Managing Food In Biosphere 2

Biosphere 2 is a 3.14-acre research facility located in Oracle, Arizona, sealed from the earth below by a 500-ton welded stainless steel liner. Two missions, between 1991 and 1994, sealed the crew inside the glass enclosure to measure survivability. During the 1994 mission, seven people entered the Biosphere with the goal of planting, harvesting, and cooking their own food. Coffee was a once-a-week luxury, and meat was only served on Sundays. Even Thanksgiving was missing the turkey. However, even in the hardest of times, there were beets, bananas and sweet potatoes galore.
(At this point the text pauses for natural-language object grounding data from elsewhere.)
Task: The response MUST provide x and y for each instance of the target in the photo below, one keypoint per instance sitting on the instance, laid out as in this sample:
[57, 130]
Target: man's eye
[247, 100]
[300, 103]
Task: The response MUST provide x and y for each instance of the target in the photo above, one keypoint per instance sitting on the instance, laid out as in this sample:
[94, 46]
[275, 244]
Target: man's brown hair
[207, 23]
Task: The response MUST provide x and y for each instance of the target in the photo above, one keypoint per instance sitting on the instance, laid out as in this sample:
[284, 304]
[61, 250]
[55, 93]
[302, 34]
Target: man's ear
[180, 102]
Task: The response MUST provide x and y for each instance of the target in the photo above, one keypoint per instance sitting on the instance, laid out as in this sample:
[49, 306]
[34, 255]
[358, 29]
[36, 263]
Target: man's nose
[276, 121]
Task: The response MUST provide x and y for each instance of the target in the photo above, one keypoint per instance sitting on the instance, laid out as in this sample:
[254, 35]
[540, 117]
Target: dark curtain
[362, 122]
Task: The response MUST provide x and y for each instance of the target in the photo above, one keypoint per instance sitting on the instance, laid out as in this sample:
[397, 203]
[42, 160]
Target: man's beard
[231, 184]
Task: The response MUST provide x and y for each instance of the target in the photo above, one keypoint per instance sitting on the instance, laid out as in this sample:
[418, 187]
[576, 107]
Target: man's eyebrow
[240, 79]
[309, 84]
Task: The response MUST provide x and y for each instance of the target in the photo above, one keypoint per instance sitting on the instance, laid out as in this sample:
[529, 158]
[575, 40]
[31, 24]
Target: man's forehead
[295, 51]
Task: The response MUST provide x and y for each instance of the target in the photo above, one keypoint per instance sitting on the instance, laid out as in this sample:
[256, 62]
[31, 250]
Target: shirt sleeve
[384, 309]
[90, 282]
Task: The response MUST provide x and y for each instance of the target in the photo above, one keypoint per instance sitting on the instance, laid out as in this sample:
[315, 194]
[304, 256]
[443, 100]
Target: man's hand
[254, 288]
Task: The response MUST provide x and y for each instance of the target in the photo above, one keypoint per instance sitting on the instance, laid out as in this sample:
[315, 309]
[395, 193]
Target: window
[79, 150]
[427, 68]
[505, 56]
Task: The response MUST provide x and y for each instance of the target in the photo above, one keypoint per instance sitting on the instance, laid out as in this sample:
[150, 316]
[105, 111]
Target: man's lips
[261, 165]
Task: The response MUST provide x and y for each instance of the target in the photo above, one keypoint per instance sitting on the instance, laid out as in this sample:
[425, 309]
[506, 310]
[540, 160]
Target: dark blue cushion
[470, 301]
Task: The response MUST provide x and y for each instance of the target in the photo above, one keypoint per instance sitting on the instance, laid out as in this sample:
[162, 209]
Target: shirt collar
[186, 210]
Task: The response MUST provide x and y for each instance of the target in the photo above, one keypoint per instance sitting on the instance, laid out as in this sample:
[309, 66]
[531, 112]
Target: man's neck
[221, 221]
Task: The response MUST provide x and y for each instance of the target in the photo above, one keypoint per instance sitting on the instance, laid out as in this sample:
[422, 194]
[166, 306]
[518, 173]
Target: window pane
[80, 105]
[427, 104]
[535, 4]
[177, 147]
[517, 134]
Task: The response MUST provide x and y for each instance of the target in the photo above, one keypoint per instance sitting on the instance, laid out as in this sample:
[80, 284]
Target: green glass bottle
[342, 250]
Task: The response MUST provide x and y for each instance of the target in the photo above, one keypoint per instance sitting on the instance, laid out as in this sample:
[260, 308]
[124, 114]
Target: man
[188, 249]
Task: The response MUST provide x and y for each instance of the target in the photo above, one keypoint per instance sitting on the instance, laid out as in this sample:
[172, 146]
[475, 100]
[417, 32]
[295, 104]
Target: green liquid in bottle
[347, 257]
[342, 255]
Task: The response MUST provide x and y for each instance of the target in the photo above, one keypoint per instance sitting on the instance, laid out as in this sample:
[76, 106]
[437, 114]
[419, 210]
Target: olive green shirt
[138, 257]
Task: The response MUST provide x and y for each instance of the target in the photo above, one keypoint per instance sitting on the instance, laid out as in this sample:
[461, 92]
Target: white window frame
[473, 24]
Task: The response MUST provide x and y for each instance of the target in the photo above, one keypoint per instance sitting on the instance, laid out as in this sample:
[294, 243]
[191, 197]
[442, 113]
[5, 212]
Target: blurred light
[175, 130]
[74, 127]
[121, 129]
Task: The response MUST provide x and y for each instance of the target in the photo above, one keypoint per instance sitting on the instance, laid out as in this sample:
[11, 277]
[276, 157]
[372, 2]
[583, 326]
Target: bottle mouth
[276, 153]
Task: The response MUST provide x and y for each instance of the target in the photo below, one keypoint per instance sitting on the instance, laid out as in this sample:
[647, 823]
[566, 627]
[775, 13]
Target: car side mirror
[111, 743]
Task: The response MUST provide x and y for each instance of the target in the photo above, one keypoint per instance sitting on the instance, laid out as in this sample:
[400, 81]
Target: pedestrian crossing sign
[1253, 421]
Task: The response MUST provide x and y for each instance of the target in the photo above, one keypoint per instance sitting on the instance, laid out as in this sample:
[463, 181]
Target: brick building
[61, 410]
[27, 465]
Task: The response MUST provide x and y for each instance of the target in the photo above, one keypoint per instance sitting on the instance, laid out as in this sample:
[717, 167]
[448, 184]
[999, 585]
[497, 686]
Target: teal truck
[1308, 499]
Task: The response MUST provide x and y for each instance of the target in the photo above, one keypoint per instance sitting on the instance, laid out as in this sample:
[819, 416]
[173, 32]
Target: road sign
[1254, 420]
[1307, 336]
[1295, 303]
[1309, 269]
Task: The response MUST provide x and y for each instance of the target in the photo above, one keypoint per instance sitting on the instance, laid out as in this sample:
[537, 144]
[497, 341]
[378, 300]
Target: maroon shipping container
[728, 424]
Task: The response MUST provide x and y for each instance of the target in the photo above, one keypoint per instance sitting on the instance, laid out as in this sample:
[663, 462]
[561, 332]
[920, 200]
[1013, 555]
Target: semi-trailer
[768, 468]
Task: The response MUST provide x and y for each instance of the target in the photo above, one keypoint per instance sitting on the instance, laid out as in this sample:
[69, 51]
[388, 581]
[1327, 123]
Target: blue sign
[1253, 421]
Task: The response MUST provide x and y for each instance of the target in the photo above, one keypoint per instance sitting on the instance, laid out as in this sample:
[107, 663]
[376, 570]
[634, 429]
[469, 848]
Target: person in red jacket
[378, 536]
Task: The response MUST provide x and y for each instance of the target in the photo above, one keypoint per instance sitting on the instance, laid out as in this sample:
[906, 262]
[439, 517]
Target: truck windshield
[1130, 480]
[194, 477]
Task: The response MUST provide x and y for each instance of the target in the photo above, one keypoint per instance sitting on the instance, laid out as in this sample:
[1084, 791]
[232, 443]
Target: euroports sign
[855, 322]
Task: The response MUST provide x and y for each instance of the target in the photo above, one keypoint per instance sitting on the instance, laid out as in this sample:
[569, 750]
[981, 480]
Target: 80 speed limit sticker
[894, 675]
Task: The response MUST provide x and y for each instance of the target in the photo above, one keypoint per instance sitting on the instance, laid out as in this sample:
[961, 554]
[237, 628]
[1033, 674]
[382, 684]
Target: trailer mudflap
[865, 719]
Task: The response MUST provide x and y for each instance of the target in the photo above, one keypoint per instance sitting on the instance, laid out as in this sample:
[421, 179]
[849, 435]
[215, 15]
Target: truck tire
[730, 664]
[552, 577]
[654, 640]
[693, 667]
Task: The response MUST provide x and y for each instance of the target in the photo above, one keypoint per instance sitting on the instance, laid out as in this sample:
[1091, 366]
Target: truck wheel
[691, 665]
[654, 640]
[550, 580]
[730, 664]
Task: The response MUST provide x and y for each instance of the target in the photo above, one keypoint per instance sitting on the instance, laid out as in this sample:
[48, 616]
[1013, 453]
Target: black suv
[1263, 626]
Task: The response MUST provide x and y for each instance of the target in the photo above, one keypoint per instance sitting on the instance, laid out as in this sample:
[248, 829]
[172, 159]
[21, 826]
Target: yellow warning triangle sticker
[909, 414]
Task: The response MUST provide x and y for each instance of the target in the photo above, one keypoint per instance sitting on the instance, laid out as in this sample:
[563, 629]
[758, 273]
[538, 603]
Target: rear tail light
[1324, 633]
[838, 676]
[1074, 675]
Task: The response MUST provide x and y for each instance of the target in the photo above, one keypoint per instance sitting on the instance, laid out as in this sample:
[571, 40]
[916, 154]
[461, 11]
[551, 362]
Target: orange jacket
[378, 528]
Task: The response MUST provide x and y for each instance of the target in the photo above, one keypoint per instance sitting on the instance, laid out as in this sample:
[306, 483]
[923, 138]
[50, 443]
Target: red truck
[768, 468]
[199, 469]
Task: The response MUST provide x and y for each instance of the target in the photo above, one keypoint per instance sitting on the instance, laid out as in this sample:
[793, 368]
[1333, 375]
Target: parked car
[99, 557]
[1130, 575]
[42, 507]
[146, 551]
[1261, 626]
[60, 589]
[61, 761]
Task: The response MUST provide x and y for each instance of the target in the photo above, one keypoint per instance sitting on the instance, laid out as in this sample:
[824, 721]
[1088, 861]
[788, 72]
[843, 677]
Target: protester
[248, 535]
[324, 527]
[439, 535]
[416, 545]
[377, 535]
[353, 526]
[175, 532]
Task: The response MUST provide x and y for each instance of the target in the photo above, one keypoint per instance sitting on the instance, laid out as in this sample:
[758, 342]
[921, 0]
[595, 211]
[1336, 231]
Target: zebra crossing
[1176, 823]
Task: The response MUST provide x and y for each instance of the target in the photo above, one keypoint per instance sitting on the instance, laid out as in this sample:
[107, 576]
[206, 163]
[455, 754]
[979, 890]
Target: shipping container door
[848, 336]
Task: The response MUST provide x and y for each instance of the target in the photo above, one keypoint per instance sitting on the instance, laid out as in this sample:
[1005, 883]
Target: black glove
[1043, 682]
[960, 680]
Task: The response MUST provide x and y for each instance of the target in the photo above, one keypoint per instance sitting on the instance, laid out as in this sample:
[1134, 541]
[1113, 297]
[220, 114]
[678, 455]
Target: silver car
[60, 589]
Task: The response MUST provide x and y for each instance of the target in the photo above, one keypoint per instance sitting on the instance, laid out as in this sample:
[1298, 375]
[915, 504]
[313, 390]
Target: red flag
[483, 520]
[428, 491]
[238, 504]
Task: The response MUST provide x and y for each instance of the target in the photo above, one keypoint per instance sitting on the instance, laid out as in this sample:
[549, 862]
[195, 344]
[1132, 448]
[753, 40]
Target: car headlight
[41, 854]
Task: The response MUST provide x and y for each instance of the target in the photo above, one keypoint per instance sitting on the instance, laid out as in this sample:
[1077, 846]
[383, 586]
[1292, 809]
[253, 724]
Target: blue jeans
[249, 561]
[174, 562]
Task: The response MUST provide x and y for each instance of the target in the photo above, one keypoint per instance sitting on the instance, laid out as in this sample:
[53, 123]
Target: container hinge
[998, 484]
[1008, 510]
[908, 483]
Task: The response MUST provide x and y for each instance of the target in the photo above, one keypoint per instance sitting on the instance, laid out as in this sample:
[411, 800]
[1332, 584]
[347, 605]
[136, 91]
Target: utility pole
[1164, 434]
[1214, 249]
Home-brewed banana wine took the place of traditional drinks, and because hot peppers grew in abundance, the crew often held “chili duels” to see who could produce the hottest dish. Homemade pizza was one of the favorites, but it was hardly fast food — it took a minimum of four months to grow and process the ingredients. At times, the crew ate very little, and by the time they emerged after 10 months, each crew member had lost 25 pounds. However, with so little meat available, the average fat intake was less than 10% of the total calories a day, one-third to one-fourth what the typical American consumes. As a result, the crew said they felt healthier, and their numbers showed it. After two years on their high-fiber, low-fat, sugar-free diet, their cholesterol levels had dropped from an average of 195 (within the normal range) to an astonishing 125. Unfortunately, during the middle of the second experiment, which was to last two years, the managing company, Space Biosphere Ventures, was dissolved and the experiment ended.